Assembly to meet March 27 for voting – New MPs Mulla, Kandari sworn in

KUWAIT: Commerce and Industry Minister Khaled Al-Roudhan is seen during a session of the National Assembly yesterday. – Photo by Yasser Al-Zayyat

KUWAIT: Ten MPs yesterday filed a no-confidence motion against Commerce and Industry Minister Khaled Al-Roudhan following a marathon nine-hour grilling in which the minister faced allegations of financial and administrative violations. Roudhan categorically denied the allegations and vowed to forge ahead with reforms, saying that he was grilled for “known reasons”, but did not name them. “I know why I was grilled. It is very clear,” said the minister without elaborating.

At the end of the grilling, Speaker Marzouq Al-Ghanem said he received a no-confidence motion against the minister and that a special session will be held on March 27 to vote on it.

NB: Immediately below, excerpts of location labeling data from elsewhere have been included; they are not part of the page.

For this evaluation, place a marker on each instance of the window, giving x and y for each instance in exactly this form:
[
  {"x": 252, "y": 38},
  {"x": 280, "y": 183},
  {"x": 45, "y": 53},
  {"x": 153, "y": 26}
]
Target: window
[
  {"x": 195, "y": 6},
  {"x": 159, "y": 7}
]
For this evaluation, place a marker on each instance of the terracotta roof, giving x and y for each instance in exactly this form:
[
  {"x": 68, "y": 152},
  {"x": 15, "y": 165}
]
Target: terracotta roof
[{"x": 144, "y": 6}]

The motion needs the votes of 25 elected MPs to pass, and if approved, it would mean an automatic dismissal of the minister. Cabinet ministers are not allowed to vote on such motions.

Those who signed the motion are MPs Abdulkarim Al-Kandari, Khaled Al-Otaibi, Saleh Ashour, Al-Humaidi Al-Subaei and Mubarak Al-Hajraf (the two grillers), Mohammad Al-Mutair, Farraj Al-Arbeed, Thamer Al-Suwait, Shuaib Al-Muwaizri and Abdullah Fahhad. The motion was submitted after the two grillers charged that the minister did not answer their questions and that he failed to respond to the issues raised by the grilling. The minister denied the claims.

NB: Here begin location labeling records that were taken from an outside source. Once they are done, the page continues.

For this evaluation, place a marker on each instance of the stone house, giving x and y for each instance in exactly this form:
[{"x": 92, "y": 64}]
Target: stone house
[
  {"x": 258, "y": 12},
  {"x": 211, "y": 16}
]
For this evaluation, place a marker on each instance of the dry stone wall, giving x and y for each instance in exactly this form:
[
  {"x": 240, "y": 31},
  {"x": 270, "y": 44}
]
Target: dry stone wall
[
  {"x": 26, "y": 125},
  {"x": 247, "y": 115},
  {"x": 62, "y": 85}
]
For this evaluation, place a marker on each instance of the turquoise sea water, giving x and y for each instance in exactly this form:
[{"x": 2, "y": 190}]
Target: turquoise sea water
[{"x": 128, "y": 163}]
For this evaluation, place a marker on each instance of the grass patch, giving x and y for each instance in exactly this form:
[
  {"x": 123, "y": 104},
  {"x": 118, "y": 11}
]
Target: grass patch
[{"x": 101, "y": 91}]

The two lawmakers who grilled the minister detailed a number of alleged financial and administrative violations, especially with regards to a real estate cheating scandal, the small- and medium-sized enterprises fund and the public industrial authority. Hajraf accused the minister of failing to confront the so-called real estate cheating scandal, saying 11,000 victims or a total of 60,000 people – if their family members are included – have been harmed.

He said that the total amounts involved in the scandal reached KD 500 million and that some of the cheating companies’ owners are not Kuwaiti, and accordingly, no one will be able to compensate the victims. Several real estate companies operating in the country sold thousands of houses in several foreign countries, and most of the transactions were found to be fraudulent. Hajraf charged corruption is rife in the public industrial authority, saying that several such cases are being studied by the anti-corruption authority.

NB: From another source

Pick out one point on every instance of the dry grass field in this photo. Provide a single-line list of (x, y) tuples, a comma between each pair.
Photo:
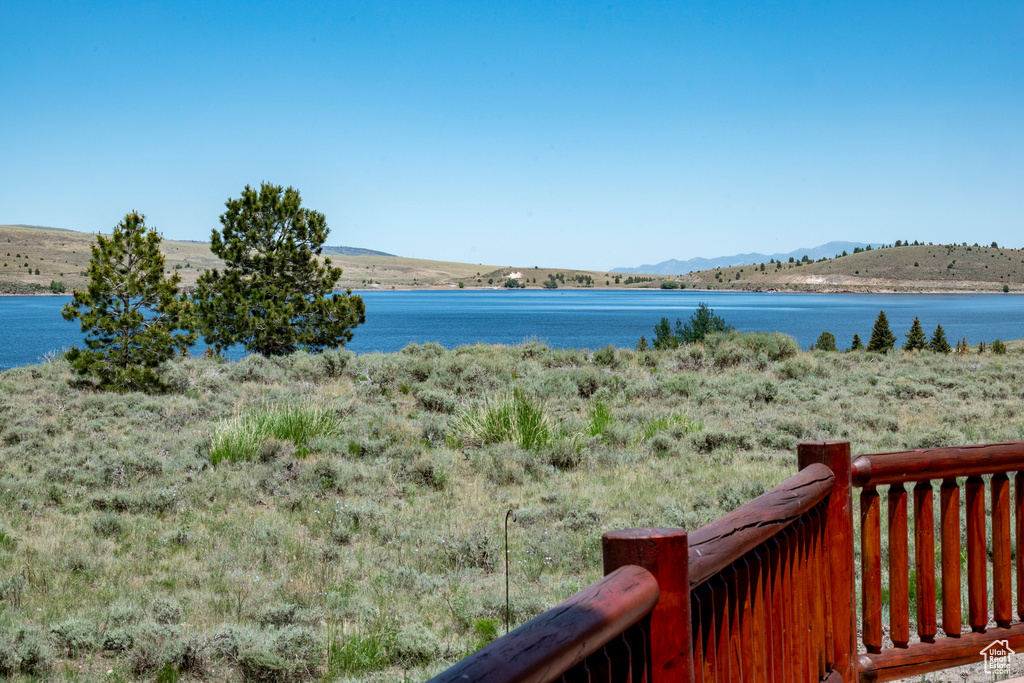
[(64, 256), (916, 268), (339, 517)]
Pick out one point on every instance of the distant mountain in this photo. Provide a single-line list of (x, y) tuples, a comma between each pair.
[(675, 267), (352, 251)]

Subaei accused the minister of failing to impose the law on the national fund for small and medium projects, saying it is full of corruption. He also accused him of appointing more expatriates in the ministry. Roudhan however denied the allegations and said he was pleased to be questioned in the Assembly because this gives him the chance to explain what he has achieved. He said that the real estate cheating scandal took place before he became minister and it was he who began implementing solutions and referred some of the complaints to the public prosecution.

Roudhan said 90 percent of the 976 complaints were submitted during his term and that as many as 687 cases were sent to the public prosecution. The minister also denied alleged corruption at the industrial authority, saying that he began distributing industrial plots in a very transparent manner after the distribution had been suspended for 12 years. He said that he sacked the head of the small and medium enterprises fund after he refused to cooperate with the Audit Bureau investigation into alleged violations.

He added that the fund’s case is still with the Audit Bureau and that the ministry has managed to take back money spent illegally. But the two lawmakers accused Roudhan of not answering all the issues and charged that the minister did not respond to several charges of corruption and violations.

Earlier, Bader Al-Mulla and Abdullah Al-Kandari were sworn in after their victory in the recently-held by-elections in the second and third constituencies. Mulla, born in 1971, holds a PhD in civil law and is a lawyer at the court of cassation and constitutional court. He is also a professor of civil law at Saad Al-Abdullah Academy for Security Sciences and a lecturer at Kuwait University. Also born in 1971, Kandari has a master’s degree in law from Kuwait University. He is also a lawyer at the court of cassation and constitutional court, and is a member of the Brussels-based International Federation of Journalists (IFJ), among other posts.